Hilton Worldwide swung to a fourth-quarter loss, due in part to restructuring costs, but earnings still beat Wall Street estimates.
The company reported a net loss of $382 million, or $1.17 per share, for the three months ended Dec. 31, 2016, compared to a profit of $816 million for the year-ago quarter. The loss reflected an aggregate tax charge of $513 million related to the restructuring executed before Hilton spun off its Park Hotels & Resorts and Hilton Grand Vacations units in January.
But earnings adjusted for non-recurring costs came to 70 cents per share, topping analysts’ estimates of 66 cents.

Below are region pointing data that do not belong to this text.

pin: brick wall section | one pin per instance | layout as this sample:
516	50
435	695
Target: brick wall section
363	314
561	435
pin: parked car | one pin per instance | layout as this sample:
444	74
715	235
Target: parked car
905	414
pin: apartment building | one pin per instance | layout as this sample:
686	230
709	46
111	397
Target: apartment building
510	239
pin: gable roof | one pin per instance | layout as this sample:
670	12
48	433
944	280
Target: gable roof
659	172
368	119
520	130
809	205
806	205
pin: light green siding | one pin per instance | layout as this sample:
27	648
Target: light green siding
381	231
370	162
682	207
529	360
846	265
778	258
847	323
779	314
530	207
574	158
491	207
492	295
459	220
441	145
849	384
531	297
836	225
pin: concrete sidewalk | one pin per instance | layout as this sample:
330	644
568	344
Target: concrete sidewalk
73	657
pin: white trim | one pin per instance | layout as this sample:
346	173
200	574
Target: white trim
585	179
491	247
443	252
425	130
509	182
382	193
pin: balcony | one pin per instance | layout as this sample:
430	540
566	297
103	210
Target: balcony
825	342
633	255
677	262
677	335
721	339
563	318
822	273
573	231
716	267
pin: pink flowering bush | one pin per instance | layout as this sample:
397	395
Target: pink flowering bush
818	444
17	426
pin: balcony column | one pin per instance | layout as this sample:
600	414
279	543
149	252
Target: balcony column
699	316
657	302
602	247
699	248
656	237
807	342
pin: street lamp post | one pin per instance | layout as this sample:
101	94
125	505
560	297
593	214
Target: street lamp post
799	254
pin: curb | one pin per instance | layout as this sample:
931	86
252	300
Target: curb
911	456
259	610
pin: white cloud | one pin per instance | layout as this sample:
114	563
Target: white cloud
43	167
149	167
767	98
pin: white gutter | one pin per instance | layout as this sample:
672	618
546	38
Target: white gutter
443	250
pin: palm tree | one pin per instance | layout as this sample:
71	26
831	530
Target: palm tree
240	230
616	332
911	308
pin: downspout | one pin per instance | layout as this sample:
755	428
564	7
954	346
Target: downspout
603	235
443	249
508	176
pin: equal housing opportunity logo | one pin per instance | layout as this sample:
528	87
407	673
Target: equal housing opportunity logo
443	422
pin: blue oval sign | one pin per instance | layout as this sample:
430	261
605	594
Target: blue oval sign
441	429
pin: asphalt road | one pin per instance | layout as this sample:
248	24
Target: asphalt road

Revenue increased to $2.92 billion, compared to last year’s $2.86 billion, as Hilton benefited from higher occupancy rates and revenue per room.
“For the quarter and full year, performance met our expectations,” Hilton CEO Christopher Nassetta said in news release. “We also continued to increase our development activity this quarter and surpassed development records this year, approving 106,000 new rooms and opening nearly one hotel per day, contributing to net unit growth of over 45,000 rooms.”
“With completion of the spin-offs, Hilton is a fee-based, capital-efficient and resilient business, with meaningful cash flow that we intend to be very disciplined in returning to stockholders,” he added.
In the fourth quarter, Hilton opened 105 hotels consisting of 15,700 rooms, leading to net unit growth of 15,100 rooms. During the full year 2016, it opened 354 hotels consisting of 51,500 rooms, achieving net unit growth of more than 45,000 rooms.
The company last month launched its 14th brand, Tapestry Collection by Hilton, which is aimed at the growing upscale segment. The first Tapestry is expected to open by the third quarter of 2017.
For 2016, Hilton reported profit of $348 million, or $1.05 per share, and revenue of $11.66 billion.